Schon wieder ist jemand unterwegs, um sich bei einer Wanderung über scharfkantiges Geröll, durch vom Dauerregen durchmatsche Wiesen und entlang touristischer Pilgerwegstrampelpfade selbst zu finden. Und natürlich schreibt dieser jemand ein Buch darüber. Jeder schreibt heute Bücher darüber, wie er bei der Knöchelverstauchung seine Mitte gefunden hat und warum die entzündete Blase auf der Ferse die Erleuchtung brachte.

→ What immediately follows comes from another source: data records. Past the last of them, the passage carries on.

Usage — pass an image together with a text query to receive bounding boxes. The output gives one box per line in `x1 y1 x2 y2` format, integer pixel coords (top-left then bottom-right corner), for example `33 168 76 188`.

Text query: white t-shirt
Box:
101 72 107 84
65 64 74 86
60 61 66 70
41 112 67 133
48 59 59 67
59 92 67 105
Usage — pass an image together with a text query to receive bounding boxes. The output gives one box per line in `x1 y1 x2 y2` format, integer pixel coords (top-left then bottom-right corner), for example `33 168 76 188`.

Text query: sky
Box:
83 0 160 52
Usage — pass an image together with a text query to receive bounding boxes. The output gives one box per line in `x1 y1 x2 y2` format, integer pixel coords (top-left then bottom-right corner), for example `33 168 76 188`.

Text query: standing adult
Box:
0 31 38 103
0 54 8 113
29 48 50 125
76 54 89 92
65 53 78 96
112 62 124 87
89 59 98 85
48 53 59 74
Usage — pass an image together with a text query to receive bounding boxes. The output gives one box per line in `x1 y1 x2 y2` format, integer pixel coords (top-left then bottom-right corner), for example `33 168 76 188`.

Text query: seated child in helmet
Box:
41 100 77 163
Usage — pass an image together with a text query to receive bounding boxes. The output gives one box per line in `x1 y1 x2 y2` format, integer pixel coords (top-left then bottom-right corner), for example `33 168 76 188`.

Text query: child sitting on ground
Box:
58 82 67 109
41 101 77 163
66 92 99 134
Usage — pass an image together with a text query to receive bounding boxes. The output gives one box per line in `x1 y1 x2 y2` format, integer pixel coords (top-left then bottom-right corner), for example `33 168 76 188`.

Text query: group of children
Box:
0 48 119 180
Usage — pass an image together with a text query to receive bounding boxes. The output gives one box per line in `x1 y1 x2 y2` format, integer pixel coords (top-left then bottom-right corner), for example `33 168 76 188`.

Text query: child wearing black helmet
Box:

Seitenlange Selbstgespräche wandernder Sinnsucher füllen die Bücherregale, kein Weg ist zu ausgetreten, kein Abenteuer zu banal, als dass es nicht einen Verleger finden würde, der seitenlange Erzählungen von Begegnungen, unerwarteten Zwischenfällen und glücklichen Fügungen veröffentlicht.
Und wer es nicht ins Bücherregal schafft, der erleuchtet uns eben via Twitter, facebook oder Blog. Warum suchen Sinnsucher den Sinn des Lebens nicht in aller Stille und behalten den gefundenen Sinn einfach für sich? (Mirjam Harmtodt/derStandard.at/10.08.2011)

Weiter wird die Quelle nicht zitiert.